AI-Driven Automation To Drive Roblox's Margins By 2030, Analyst Boosts Target

Truist Securities analyst Matthew Thornton reiterated a Hold rating on Roblox Corporation RBLXraising the price target to $45 from $42.

Thornton believes AI should have a material impact on content creation for RBLX in terms of speed and quantity of quality content to market. However, AI should also have a meaningful effect on RBLX's cost structure longer-term, the most tangible being Trust & Safety costs, the analyst notes. 

RBLX had 2300 dedicated 3rd party T&S agents (mostly overseas) as of 2020 per the S1 (and "thousands" as of 2022 per the 10K), the analyst adds. 

Even at USA minimum wage ($7.25/hour, 40 hours per week, 48 working weeks per year), and assuming that 2300 hasn't/doesn't increase with user growth (which should be conservative), AI-driven automation of 3P T&S headcount would increase 2030 AEBITDA margin by ~50bps, Thornton adds.

Going ahead, the analyst continues to expect RBLX to make its way to other platforms, though again, the incremental lift is likely to be pretty modest.

Thornton estimates Xbox to have accounted for at least 2% of RBLX bookings in 2022, given Xbox skews western/developed markets (which tend to have much higher monetization rates per player).

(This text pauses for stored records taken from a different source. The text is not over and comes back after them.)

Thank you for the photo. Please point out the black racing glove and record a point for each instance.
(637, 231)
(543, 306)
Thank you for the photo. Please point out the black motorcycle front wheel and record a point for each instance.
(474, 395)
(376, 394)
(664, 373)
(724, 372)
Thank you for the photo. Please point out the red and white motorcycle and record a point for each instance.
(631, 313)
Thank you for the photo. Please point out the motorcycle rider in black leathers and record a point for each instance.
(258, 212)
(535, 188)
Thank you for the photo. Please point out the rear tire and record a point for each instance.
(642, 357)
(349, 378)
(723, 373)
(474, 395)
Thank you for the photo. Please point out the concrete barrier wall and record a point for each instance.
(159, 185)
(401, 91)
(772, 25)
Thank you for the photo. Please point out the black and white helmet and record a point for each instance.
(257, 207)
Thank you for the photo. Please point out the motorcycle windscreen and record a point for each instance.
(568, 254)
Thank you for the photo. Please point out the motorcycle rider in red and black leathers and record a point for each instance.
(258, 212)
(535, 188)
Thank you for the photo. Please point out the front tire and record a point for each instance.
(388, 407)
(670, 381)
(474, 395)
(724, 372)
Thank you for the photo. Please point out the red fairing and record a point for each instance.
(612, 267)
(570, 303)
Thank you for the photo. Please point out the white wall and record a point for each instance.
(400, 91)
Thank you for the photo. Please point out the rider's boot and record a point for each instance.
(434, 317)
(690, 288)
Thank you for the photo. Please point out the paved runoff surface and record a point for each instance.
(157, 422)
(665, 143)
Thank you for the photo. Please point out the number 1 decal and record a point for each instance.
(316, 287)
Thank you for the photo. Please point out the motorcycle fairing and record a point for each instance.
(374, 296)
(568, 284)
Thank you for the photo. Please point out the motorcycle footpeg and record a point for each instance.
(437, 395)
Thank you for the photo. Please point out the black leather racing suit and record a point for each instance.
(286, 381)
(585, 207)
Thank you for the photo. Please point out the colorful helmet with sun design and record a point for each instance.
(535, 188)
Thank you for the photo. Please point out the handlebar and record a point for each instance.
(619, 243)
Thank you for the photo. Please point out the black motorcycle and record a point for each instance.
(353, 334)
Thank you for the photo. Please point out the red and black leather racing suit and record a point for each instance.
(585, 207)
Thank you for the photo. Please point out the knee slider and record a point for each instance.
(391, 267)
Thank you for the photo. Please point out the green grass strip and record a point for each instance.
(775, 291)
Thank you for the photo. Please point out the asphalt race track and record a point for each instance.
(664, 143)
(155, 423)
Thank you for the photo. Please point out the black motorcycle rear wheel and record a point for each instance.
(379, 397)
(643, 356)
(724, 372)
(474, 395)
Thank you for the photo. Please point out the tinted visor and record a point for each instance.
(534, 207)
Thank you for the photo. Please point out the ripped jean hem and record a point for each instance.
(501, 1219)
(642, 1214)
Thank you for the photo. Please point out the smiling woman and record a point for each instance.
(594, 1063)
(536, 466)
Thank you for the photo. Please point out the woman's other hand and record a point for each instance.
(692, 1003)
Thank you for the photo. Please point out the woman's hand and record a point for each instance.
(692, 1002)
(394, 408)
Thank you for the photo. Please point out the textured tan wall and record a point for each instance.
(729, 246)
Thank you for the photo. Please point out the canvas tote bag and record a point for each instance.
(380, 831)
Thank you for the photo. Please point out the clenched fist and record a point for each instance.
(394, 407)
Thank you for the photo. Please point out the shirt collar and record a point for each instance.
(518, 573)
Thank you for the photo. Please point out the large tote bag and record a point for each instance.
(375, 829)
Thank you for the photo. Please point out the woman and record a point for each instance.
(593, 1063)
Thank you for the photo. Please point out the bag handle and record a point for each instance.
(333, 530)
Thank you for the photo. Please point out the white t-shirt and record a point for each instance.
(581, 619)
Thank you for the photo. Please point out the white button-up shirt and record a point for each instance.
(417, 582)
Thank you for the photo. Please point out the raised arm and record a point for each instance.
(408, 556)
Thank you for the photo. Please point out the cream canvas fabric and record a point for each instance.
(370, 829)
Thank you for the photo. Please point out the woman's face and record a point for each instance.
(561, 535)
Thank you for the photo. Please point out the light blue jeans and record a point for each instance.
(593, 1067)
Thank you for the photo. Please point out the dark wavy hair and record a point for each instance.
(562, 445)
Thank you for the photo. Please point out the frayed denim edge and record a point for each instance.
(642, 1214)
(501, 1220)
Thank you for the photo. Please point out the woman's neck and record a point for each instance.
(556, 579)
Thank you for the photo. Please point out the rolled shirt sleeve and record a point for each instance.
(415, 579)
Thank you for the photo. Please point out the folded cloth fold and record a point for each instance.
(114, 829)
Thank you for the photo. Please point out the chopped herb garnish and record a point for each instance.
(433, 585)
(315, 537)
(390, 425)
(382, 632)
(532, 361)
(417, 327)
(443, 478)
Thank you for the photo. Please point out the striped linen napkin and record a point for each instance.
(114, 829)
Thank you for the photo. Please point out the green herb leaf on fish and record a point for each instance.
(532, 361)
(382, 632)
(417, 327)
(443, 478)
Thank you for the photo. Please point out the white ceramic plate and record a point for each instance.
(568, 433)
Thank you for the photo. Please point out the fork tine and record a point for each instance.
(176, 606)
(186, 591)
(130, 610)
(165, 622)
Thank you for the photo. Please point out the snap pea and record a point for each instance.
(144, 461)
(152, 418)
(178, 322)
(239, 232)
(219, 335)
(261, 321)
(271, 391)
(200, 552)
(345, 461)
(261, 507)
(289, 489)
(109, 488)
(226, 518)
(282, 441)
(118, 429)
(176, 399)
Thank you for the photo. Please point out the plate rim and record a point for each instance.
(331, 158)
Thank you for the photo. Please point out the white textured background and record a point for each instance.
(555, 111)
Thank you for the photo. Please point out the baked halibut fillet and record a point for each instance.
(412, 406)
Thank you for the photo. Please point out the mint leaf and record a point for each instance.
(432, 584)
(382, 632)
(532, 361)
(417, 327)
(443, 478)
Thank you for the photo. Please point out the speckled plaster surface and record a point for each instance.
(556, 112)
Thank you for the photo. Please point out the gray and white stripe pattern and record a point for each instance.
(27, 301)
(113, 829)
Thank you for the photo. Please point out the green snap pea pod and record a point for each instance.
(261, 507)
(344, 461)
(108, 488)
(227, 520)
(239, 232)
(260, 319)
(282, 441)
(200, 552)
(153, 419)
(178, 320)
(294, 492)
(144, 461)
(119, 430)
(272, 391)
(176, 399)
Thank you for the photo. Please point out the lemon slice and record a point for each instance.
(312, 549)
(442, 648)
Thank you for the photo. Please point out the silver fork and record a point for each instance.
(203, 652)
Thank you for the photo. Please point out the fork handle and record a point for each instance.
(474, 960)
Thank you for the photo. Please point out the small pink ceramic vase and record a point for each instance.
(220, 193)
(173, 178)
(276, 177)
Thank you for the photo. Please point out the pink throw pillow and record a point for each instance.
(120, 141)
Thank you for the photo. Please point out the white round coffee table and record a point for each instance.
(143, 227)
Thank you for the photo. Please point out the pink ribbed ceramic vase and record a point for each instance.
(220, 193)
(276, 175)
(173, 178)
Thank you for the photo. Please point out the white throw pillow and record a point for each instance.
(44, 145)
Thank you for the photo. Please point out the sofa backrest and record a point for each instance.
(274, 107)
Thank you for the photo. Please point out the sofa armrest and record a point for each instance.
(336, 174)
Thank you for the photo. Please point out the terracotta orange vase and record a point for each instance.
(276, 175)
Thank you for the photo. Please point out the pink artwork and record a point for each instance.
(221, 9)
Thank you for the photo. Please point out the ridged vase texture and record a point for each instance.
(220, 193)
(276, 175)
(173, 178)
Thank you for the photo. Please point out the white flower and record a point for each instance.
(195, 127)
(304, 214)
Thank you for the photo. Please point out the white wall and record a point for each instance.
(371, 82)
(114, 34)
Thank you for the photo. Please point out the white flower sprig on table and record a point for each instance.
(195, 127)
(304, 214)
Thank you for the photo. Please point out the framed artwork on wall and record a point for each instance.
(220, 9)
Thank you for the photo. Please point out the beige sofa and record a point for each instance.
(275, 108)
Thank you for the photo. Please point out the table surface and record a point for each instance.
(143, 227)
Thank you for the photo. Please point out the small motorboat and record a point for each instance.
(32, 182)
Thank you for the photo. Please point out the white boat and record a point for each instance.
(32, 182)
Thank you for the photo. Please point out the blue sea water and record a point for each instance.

The analyst estimates daily user growth of 23%/18%/15% in 2023/2024/2025 (versus 23% in 2022) driven by the international segment.

Thornton views the forward consensus AEBITDA as too low in the short term.

For 3Q, AEBITDA is estimated at $73 million (vs consensus of $61 million-$64 million), for 2023 it is estimated at $388 million (vs consensus of $344 million-$352 million), and for 2024 AEBITDA is expected to be $502 million (vs consensus $488 million-$505 million).

Price Action: RBLX shares are trading higher by 2% to $45.35 on the last check Tuesday.